湘南アイパーク、企業数の集積に期待 入居3社が公開座談会

武田薬品工業の研究所を外部企業に開放した複合施設「湘南ヘルスイノベーションパーク」(神奈川県藤沢市、通称=湘南アイパーク)は22日、入居するベンチャー企業3社による公開の座談会を開いた。
3社の代表者からは「ヒト、モノ、情報が全てそろう」と歓迎する意見の一方で、イノベーションの創出には企業数の集積が必要であり、現状で入居企業数が少ないことを指摘する意見も出た。

アイパークに入居する企業は現在26社。4〜5年後には200社の入居を目指し、誘致活動を行っている。

アイパークは神奈川県の郊外で駅から遠く交通の便が悪いが、創薬研究コンサルティング会社FORESIGHT&LINXの能見貴人社長は「立地は重要な問題ではない。ここには優れたディスカッションができるサイエンティストがそろっている」と評価した。
がん創薬のベンチャー企業コーディア・セラピューティクスの三宅洋社長も「場所は不便だが、起業したてのベンチャーに必要なヒト、モノ、情報が全てそろっている」と述べた。

前臨床試験などを受託するアクセリード ドラッグディスカバリーパートナーズの池浦義典社長も「パークにいることで顧客が集まってくれる」と歓迎した。

一方で、能見氏は「入居する会社の数が重要でなく質が重要だが、量が質を変えることもある。創薬ベンチャーが多く集うことで物事が進むこともある」と述べ、一定の入居企業の確保が喫緊の課題だと指摘した。

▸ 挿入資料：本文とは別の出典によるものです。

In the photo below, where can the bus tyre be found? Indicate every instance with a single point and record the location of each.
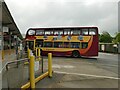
(75, 54)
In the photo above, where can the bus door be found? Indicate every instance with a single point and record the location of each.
(39, 43)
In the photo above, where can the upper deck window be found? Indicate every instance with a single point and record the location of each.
(84, 31)
(31, 32)
(39, 32)
(58, 32)
(75, 32)
(66, 31)
(92, 31)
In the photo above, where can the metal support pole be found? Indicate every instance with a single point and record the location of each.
(32, 75)
(36, 51)
(39, 54)
(28, 53)
(50, 64)
(42, 64)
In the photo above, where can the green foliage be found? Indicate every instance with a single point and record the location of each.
(105, 37)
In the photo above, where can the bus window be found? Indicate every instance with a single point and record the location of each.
(58, 44)
(75, 44)
(84, 31)
(84, 45)
(47, 44)
(39, 32)
(31, 32)
(92, 31)
(66, 31)
(66, 44)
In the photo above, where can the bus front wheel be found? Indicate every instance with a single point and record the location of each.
(75, 54)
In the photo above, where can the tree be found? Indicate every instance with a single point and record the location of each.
(105, 37)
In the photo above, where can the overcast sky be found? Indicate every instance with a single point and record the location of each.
(48, 13)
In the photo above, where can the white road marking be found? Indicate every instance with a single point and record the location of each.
(88, 75)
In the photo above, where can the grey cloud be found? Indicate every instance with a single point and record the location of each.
(103, 15)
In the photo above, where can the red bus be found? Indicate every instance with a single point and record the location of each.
(64, 41)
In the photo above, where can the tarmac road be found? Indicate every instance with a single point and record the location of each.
(96, 72)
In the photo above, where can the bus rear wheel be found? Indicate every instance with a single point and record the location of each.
(75, 54)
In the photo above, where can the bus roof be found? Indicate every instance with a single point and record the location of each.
(62, 27)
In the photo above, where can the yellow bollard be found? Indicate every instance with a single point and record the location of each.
(2, 54)
(28, 53)
(32, 75)
(50, 64)
(38, 53)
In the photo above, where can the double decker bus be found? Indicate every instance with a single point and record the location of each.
(64, 41)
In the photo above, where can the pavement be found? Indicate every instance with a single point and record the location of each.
(96, 72)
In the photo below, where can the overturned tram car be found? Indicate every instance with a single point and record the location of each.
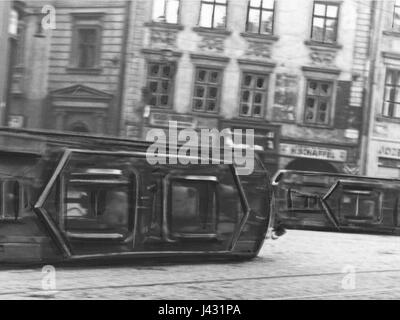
(337, 202)
(73, 198)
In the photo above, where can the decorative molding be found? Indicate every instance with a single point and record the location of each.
(157, 54)
(330, 71)
(265, 37)
(211, 31)
(259, 46)
(163, 37)
(74, 70)
(311, 43)
(163, 34)
(265, 66)
(391, 33)
(212, 43)
(162, 25)
(391, 55)
(80, 92)
(212, 40)
(322, 56)
(206, 59)
(259, 49)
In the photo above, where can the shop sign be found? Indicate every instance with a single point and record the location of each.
(389, 152)
(295, 150)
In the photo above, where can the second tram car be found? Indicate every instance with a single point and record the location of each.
(337, 202)
(72, 198)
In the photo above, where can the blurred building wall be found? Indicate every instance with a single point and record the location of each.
(5, 7)
(382, 150)
(60, 86)
(289, 59)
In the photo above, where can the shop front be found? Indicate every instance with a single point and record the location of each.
(384, 159)
(302, 156)
(266, 139)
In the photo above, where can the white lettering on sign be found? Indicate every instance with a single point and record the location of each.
(389, 152)
(295, 150)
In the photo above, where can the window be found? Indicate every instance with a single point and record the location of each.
(298, 201)
(360, 203)
(396, 16)
(86, 41)
(213, 14)
(318, 102)
(388, 163)
(97, 205)
(260, 16)
(11, 198)
(166, 11)
(391, 106)
(87, 47)
(193, 208)
(207, 90)
(325, 22)
(160, 84)
(253, 95)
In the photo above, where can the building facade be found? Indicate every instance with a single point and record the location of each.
(294, 71)
(382, 150)
(68, 69)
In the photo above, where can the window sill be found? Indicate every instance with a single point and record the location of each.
(164, 25)
(223, 32)
(214, 115)
(250, 35)
(75, 70)
(391, 33)
(312, 43)
(317, 126)
(381, 118)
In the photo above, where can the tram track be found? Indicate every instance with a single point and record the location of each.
(36, 292)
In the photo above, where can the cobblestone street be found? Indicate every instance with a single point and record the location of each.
(300, 265)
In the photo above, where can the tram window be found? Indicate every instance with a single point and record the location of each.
(101, 208)
(10, 199)
(360, 204)
(193, 207)
(298, 201)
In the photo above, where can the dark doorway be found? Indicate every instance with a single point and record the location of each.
(79, 127)
(304, 164)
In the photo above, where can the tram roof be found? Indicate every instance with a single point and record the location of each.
(38, 142)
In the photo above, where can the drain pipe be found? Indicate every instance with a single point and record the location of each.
(369, 114)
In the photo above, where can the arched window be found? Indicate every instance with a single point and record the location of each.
(313, 165)
(79, 127)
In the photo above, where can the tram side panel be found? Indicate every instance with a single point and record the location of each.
(337, 202)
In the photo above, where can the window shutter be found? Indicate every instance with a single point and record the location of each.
(342, 108)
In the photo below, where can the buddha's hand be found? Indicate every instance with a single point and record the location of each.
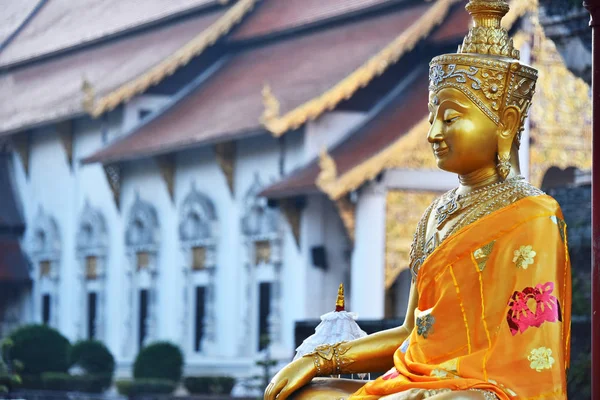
(411, 394)
(291, 378)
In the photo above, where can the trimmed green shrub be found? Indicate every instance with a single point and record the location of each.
(93, 356)
(40, 349)
(160, 360)
(89, 383)
(9, 382)
(209, 384)
(33, 382)
(145, 386)
(152, 386)
(56, 381)
(97, 361)
(123, 386)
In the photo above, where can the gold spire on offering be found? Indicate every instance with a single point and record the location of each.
(340, 303)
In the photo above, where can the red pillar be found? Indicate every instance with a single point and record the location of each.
(593, 6)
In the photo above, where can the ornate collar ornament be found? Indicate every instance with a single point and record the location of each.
(486, 66)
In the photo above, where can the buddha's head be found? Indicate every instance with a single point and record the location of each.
(479, 97)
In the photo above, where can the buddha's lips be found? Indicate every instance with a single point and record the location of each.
(440, 150)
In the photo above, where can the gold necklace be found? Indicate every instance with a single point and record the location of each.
(488, 199)
(455, 202)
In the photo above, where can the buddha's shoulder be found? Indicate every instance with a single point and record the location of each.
(534, 199)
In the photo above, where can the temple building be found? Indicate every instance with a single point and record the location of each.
(208, 171)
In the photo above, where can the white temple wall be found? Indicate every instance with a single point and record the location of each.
(199, 168)
(323, 227)
(260, 155)
(64, 192)
(50, 190)
(93, 189)
(368, 257)
(142, 178)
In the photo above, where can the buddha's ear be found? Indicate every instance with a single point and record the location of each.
(507, 129)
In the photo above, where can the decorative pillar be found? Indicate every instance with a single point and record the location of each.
(593, 6)
(198, 231)
(367, 284)
(142, 241)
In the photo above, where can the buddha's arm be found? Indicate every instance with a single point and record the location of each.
(374, 353)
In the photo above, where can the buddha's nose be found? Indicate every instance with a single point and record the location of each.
(435, 132)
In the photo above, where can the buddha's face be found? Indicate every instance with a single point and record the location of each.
(463, 138)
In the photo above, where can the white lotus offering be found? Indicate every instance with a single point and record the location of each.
(336, 326)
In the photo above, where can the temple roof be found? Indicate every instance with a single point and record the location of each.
(49, 91)
(14, 14)
(64, 24)
(297, 69)
(276, 16)
(403, 109)
(391, 137)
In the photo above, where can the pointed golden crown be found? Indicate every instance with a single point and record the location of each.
(486, 67)
(487, 35)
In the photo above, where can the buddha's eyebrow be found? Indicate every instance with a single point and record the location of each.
(454, 102)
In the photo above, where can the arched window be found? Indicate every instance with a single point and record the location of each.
(198, 236)
(142, 241)
(261, 231)
(45, 253)
(92, 247)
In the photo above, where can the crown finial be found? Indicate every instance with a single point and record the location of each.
(340, 303)
(487, 35)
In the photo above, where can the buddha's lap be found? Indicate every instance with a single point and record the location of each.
(327, 389)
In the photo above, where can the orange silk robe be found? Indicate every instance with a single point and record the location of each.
(494, 310)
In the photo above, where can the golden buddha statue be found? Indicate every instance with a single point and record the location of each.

また海外のオープンイノベーションのパークを多く知る湘南アイパークの藤本利夫ジェネラルマネジャーは、パークが盛んな海外ではサイエンティストが知財の関係で他社にどこまで話してよいかの経験値を持っているが、湘南アイパークは始まったばかりだと指摘。
サイエンティスト同士が突っ込んだ議論を交わせるよう、湘南アイパークが知財で最低限守るべき技術を入居企業に伝える活動も必要との認識を示した。